Everyone knows that precise moment in October. Maybe it is the truth, in a soul and in a body; we see only the body. Everyone knows the disheveled hair, the possibly blue-white eyes, light as the day, that do not look at us but gaze over our left shoulder where Rimbaud sees a potted plant that is climbing toward October and burns up carbon, but for us, that gaze looks toward the future vigor, the future abdication, the future Passion, the Saison and Harar, the saw over the leg in Marseille; and for him no doubt as for us, that gaze is also on poetry, that conventional specter conventionally verified in the disheveled hair, the angelic oval face, the aura of sulkiness, but beyond all conventionality there also behind our left shoulder and gone when we turn around. We see only the body. And in the lines, can we see the soul? In all that light, the wind passes. In the passageway the miters lack luster and witness. The hands of the second fiddles hang. They are quiet. They do not know for certain that the set lips have spoken Le Bateau ivre, but they suspect that they have spoken some lines: they have had their photographs taken as well, on the stool they have recited to death their second fiddle masterpieces. They do not know any better than we do on which stanza Carjat took his shot, which word he trapped; no, we do not know if at that moment Rimbaud longed for Europe. We cannot see the laundress’s hands. We cannot see the color of the eternally crooked tie.
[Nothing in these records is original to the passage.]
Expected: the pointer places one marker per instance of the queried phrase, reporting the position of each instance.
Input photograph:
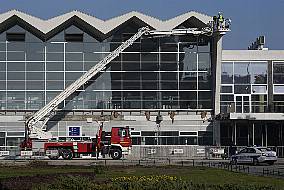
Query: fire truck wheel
(53, 157)
(116, 154)
(67, 154)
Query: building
(202, 95)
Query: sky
(250, 18)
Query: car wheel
(234, 161)
(53, 157)
(116, 154)
(67, 154)
(270, 163)
(255, 162)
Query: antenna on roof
(258, 44)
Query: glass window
(2, 66)
(73, 75)
(15, 37)
(227, 73)
(279, 89)
(258, 72)
(16, 76)
(54, 85)
(54, 66)
(15, 96)
(35, 85)
(74, 37)
(259, 89)
(16, 85)
(74, 47)
(35, 51)
(54, 56)
(278, 72)
(226, 89)
(2, 85)
(242, 73)
(131, 57)
(88, 65)
(204, 62)
(188, 100)
(152, 66)
(169, 57)
(16, 66)
(2, 56)
(16, 56)
(188, 81)
(204, 81)
(35, 76)
(54, 47)
(2, 75)
(74, 66)
(54, 76)
(94, 56)
(242, 89)
(149, 57)
(35, 66)
(168, 66)
(188, 60)
(74, 57)
(205, 100)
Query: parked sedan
(254, 155)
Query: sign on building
(74, 131)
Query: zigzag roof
(46, 26)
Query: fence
(158, 152)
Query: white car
(254, 155)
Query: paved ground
(276, 170)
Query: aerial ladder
(35, 127)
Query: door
(243, 103)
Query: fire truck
(118, 142)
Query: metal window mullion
(45, 80)
(64, 65)
(141, 92)
(26, 101)
(83, 69)
(197, 94)
(6, 103)
(159, 82)
(178, 87)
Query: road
(276, 170)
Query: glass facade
(244, 87)
(155, 73)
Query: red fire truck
(115, 144)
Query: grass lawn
(198, 175)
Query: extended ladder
(39, 133)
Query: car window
(243, 151)
(264, 149)
(251, 150)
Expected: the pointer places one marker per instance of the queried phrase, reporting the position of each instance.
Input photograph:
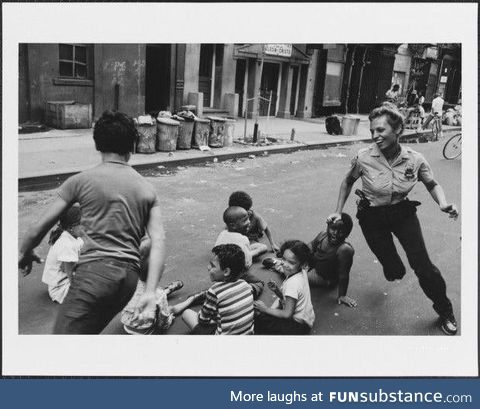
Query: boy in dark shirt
(258, 226)
(332, 259)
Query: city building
(281, 80)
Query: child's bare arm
(273, 245)
(286, 312)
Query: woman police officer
(389, 171)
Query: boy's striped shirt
(230, 306)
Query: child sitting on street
(135, 325)
(228, 308)
(332, 259)
(63, 255)
(237, 222)
(258, 226)
(291, 313)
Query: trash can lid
(61, 102)
(167, 121)
(202, 120)
(216, 118)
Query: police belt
(398, 211)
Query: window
(332, 93)
(73, 60)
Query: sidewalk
(61, 153)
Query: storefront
(273, 73)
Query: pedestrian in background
(393, 93)
(437, 109)
(389, 172)
(118, 206)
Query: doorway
(240, 71)
(269, 84)
(157, 77)
(294, 91)
(205, 73)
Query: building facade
(282, 80)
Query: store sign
(431, 52)
(282, 50)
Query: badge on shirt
(409, 170)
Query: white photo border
(355, 356)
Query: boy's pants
(99, 290)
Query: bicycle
(453, 147)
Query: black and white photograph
(308, 189)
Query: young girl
(63, 254)
(292, 314)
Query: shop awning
(272, 52)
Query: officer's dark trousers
(378, 224)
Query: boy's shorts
(163, 317)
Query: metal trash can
(147, 137)
(229, 132)
(217, 131)
(68, 115)
(350, 125)
(185, 131)
(201, 131)
(167, 134)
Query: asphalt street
(294, 193)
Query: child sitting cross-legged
(228, 307)
(332, 259)
(237, 222)
(292, 312)
(258, 226)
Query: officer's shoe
(449, 324)
(269, 262)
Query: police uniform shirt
(388, 184)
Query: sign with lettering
(282, 50)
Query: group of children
(231, 305)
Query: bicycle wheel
(453, 147)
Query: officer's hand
(332, 218)
(26, 260)
(451, 209)
(350, 302)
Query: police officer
(389, 171)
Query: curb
(49, 181)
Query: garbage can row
(177, 132)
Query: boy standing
(118, 206)
(258, 226)
(333, 258)
(228, 308)
(237, 222)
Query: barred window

Carjat makes other plates, which are unknown — he destroyed them later when the two of them came to blows. He does not know that he has just made his masterpiece. The sons are sitting on the ground and making jokes, Rimbaud has become withdrawn again, these poets horsing around like naughty choirboys bore him stiff. Suddenly we can hardly see them. They are not going to stay there all afternoon. That is it. Carjat goes by with his plates, there are the vats, the nitrates, no time to waste, the sons know the way. They take their top hats, the hat peg is bare and alone in the hallway. The sky lowers over the five sons; they are in the street, the October light is declining, the trees are moving, the golden leaves are flying in the simple rhythm of the wind. They are gems underfoot. Holding onto their hats, the flashes of black descend the slope full tilt. They cross Paris, seven times a star appears in the Big Dipper, they are in the Académie d’absinthe.

7. IT IS ALSO SAID THAT GERMAIN NOUVEAU, POET

It is also said that Germain Nouveau, poet; that Alfred Mérat, Raoul Ponchon, Stéphane Mallarmé, poets; that Émile Cabaner, musician; that Henri Fantin-Latour, painter; that Jacques Poot, Brabant printer; that beyond Suez, Pierre and Alfred Bardey, merchants; that César Tain, merchant; that Sotiro, lowly employee of the merchants; that Paul Soleillet and Jules Borelli, explorers; that Menelik, king; that Makonnen, ras, that is to say grand duke; that little Djami, gentle young minion; that His Grace Jarosseau, bishop in partibus; that six nameless black Abyssinians running toward the sea with a stretcher on their backs; that on this side of Suez the doctors Nicolas and Pluyette who officiated double quick with a saw in the Marseille hospital; that the priest Chaulier who, after the saw had done its work, offered the unleavened bread in that same hospital; that Isabelle, Rimbaud’s sister, to whom in the depths of mortal agony he may have called for God, or perhaps for gold or minions, we will never know; that the two or three white gravediggers in Charleville, as nameless as the six Abyssinians; that many witnesses, finally, saw with their own eyes that mythology, when it was that tall young man who was becoming old and dying. That tall young man of the great blunted rages, who no longer had Virgil on his desk to foster his rages, nor Racine, Hugo, Baudelaire, nor little Banville; who, for that matter, no longer even had a desk; who instead had a workbench strewn with do-it-yourself guides, surrounded by those black and white men I have mentioned. And as such, all those with whom he was associated, like Izambard, like Banville and Verlaine, that is to say, who served as father or brother and who thus passed on the phantom bugle, all those men deserve a chapter here.